Just How Malleable Are We?

There's a question that keeps bouncing around my head related to common ancestry versus creationist ideas. A few questions, actually, but let me set up the frame for the main question. Most of academia currently believes in common ancestry, so that's the position I'm going with, though I'm not convinced it's true. But operating under the assumption that we evolved—survival of the fittest—leads me to view everything through a lens of the question: "did we evolve to do this?" For example, we clearly did not evolve to sit in desks under fluorescent lighting for 7 hours a day as children. Our most recent ancestors, from my understanding, evolved to be adapted to the hunter-gatherer lifestyle.

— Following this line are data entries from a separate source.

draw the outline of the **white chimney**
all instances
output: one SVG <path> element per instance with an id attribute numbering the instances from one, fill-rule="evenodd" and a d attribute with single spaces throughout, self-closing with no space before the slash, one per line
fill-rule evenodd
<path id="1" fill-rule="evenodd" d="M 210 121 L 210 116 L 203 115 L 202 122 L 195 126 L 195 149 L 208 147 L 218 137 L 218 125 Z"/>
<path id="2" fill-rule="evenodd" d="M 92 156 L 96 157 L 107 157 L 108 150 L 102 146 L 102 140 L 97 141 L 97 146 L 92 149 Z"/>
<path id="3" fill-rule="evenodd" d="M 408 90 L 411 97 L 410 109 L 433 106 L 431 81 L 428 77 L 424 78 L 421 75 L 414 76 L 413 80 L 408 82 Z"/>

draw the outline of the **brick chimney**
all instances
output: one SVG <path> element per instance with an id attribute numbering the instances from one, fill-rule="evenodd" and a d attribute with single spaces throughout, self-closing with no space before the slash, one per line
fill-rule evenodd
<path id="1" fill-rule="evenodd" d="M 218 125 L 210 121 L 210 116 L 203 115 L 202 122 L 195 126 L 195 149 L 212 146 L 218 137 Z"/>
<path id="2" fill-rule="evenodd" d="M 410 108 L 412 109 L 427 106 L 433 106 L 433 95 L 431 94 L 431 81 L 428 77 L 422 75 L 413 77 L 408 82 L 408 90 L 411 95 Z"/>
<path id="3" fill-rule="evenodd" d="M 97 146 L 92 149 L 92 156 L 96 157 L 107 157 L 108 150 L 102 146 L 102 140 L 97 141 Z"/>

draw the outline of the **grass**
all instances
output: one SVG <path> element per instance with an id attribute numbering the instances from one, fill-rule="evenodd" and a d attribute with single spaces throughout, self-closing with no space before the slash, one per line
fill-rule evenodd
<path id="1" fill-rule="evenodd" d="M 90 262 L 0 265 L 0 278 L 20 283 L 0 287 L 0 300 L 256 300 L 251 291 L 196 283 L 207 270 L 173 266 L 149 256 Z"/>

We didn't evolve for this.

Here is the question I can't stop thinking about: if we end up discovering that common ancestry isn't real in the future, where does that leave humans? If we didn't evolve adapted to a particular way of life, are we infinitely malleable? That poses two ends of a spectrum in my mind. On one end, we are infinitely malleable and can adapt to an infinite number of lifestyles, no matter how foreign. I don't think anyone leans quite that far in that direction. On the other end, we are adapted to only a very specific way of life, either by natural selection or design. Both of those boil down to design, whether by nature or by a god. So what are we designed for?

What were we designed for?

Where in this spectrum do we actually fall, and why is no one talking about it? In this age of exponential technological development, I think it's a crucial question to be asking. We're rapidly altering our environment, and I'm not just talking about climate change. Meanwhile, we're the same humans we've been for thousands of years (at least). We have no significant adaptations to reflect our ever-changing environment. At what point are we going to become completely incompatible with it? Have we already in some ways?